Understanding Food Allergy


Food allergy is a rapidly growing global health problem1.  While rates of food allergy have increased most rapidly in developed countries, recent studies suggest that similar increases are occurring in developing regions alongside rapid economic growth2.

In people with food allergy, the immune system incorrectly recognizes the food allergen as potentially harmful, and produces IgE antibodies directed against the allergen. These IgE antibodies bind to receptors on the surface of specialized allergy effector cells, known as ‘mast cells’, which are present in the tissues of the skin, airways and intestine. When the food is eaten, food allergens enter the body and bind to the food-specific IgE antibodies on mast cells, causing the mast cells to release a variety of immune factors that cause the symptoms of an allergic reaction.  Symptoms of an allergic reaction can range from mild itching and redness of the skin, hives, and gastrointestinal upset to life-threatening anaphylaxis, with noisy or difficulty breathing and fall in blood pressure.

The steps leading to an allergic reaction

The reasons why the immune system in people with food allergy incorrectly recognizes food allergen(s) as harmful are not fully understood. Studies suggest that the circumstances in which the immune system first encounters the food allergen(s) might be important in determining whether there is a natural tolerance response or the development of food allergy.

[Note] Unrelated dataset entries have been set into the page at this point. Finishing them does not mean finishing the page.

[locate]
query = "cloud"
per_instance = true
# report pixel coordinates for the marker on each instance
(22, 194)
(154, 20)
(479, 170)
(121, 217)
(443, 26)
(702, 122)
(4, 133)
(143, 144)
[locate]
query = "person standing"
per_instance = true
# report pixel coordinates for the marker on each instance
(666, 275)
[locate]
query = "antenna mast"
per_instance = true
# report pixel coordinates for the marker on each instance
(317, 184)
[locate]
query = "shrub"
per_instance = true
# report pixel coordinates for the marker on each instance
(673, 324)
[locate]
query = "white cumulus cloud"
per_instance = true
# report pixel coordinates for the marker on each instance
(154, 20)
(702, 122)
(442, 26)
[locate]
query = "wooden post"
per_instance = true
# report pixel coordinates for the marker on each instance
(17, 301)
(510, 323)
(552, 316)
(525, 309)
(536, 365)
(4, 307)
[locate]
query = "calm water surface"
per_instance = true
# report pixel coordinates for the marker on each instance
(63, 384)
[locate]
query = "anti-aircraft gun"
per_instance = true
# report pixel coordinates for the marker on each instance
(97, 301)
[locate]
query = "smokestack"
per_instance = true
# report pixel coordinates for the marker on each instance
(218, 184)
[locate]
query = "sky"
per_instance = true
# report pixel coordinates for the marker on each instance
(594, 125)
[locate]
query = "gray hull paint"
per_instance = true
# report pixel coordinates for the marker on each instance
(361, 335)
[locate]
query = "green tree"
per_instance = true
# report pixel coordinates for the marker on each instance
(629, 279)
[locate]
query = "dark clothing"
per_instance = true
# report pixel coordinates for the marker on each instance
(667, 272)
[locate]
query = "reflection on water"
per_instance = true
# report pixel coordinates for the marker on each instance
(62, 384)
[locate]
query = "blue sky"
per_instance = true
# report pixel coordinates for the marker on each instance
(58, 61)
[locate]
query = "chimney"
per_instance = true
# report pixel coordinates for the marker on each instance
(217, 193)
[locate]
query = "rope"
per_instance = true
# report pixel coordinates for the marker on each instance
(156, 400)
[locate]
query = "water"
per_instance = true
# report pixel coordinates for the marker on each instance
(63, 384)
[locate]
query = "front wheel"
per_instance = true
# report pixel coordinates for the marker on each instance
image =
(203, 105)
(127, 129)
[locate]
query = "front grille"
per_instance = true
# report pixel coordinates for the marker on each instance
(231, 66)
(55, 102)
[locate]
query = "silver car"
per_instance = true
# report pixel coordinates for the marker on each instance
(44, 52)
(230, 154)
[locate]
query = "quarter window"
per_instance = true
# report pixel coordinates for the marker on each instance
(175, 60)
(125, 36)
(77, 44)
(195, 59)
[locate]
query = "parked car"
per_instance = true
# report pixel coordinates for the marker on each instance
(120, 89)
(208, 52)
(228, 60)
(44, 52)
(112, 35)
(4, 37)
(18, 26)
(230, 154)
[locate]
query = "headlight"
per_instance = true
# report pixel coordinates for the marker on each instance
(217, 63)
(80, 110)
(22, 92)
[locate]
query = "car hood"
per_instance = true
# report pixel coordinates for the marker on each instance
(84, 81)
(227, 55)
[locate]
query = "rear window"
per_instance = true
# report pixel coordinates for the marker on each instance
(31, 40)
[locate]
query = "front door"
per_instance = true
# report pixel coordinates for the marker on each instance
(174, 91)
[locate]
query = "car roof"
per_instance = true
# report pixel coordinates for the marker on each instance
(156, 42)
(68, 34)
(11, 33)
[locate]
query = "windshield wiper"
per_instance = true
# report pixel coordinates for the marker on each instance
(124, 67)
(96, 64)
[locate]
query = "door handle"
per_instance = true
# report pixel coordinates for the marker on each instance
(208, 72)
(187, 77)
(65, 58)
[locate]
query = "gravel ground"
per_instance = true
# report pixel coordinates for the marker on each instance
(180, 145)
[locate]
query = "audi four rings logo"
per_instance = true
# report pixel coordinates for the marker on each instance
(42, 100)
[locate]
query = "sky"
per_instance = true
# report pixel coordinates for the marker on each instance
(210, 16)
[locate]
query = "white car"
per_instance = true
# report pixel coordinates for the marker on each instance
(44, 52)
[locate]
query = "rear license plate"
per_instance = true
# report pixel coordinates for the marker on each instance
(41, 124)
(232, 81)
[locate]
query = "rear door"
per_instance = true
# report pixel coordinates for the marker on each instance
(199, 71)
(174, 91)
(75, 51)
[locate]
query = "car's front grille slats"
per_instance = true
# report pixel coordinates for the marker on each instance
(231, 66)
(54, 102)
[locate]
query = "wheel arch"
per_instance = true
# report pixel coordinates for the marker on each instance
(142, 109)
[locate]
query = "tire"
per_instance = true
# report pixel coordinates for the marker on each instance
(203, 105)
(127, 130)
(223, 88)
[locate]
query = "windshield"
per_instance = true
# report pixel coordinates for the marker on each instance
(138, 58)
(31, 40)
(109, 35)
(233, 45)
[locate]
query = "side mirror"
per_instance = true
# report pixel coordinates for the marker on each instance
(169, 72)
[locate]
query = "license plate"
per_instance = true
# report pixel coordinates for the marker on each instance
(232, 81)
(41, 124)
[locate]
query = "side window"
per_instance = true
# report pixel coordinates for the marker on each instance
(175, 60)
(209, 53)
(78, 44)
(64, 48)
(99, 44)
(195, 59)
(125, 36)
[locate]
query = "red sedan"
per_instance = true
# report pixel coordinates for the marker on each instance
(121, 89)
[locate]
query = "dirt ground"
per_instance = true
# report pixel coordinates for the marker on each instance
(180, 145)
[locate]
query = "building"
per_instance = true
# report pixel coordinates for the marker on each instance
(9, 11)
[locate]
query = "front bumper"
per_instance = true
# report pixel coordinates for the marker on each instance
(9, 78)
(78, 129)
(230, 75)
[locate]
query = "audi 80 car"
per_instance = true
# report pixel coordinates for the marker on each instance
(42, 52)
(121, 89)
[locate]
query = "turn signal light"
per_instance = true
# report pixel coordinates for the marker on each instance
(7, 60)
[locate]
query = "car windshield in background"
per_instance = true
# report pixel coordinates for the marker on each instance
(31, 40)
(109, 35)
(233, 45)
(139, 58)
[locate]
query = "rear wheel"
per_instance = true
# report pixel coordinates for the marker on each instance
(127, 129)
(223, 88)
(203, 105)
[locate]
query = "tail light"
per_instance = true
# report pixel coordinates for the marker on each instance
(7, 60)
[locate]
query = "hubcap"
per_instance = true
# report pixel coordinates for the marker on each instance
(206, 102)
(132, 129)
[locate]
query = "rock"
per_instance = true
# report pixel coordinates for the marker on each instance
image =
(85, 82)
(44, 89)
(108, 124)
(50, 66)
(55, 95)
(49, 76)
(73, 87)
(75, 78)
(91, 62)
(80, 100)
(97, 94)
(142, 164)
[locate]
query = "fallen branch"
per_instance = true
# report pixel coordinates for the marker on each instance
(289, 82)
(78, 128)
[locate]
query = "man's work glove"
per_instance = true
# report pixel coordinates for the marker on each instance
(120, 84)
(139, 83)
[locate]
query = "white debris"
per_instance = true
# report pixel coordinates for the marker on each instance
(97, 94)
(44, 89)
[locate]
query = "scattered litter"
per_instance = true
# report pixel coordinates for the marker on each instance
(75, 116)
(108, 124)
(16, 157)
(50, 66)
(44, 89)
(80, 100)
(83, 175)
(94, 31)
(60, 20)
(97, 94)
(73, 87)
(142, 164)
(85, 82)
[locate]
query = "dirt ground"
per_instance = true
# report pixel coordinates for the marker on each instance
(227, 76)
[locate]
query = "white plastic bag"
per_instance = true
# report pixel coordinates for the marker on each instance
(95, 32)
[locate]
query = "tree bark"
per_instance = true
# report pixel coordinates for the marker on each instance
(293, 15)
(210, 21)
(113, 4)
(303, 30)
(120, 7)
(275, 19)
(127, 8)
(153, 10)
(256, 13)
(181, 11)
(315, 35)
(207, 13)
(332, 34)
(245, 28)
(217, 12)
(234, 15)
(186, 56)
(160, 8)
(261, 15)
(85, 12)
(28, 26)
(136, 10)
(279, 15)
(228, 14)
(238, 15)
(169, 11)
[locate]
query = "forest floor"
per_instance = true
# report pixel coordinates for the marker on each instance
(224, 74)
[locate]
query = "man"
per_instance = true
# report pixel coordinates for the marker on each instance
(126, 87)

For example, if the first encounter between the immune system and food allergen(s) takes place in the healthy intestine, such as when a healthy person eats a food for the first time, specialized tolerance promoting cells that are abundant in the intestines instruct the immune system to develop a tolerance response to the food allergen(s). If on the other hand, the immune system first encounters food allergen(s) entering the body through inflamed skin, such as through skin that is affected by eczema, the wrong signal is delivered to the immune system resulting in an allergic response rather than a tolerance response.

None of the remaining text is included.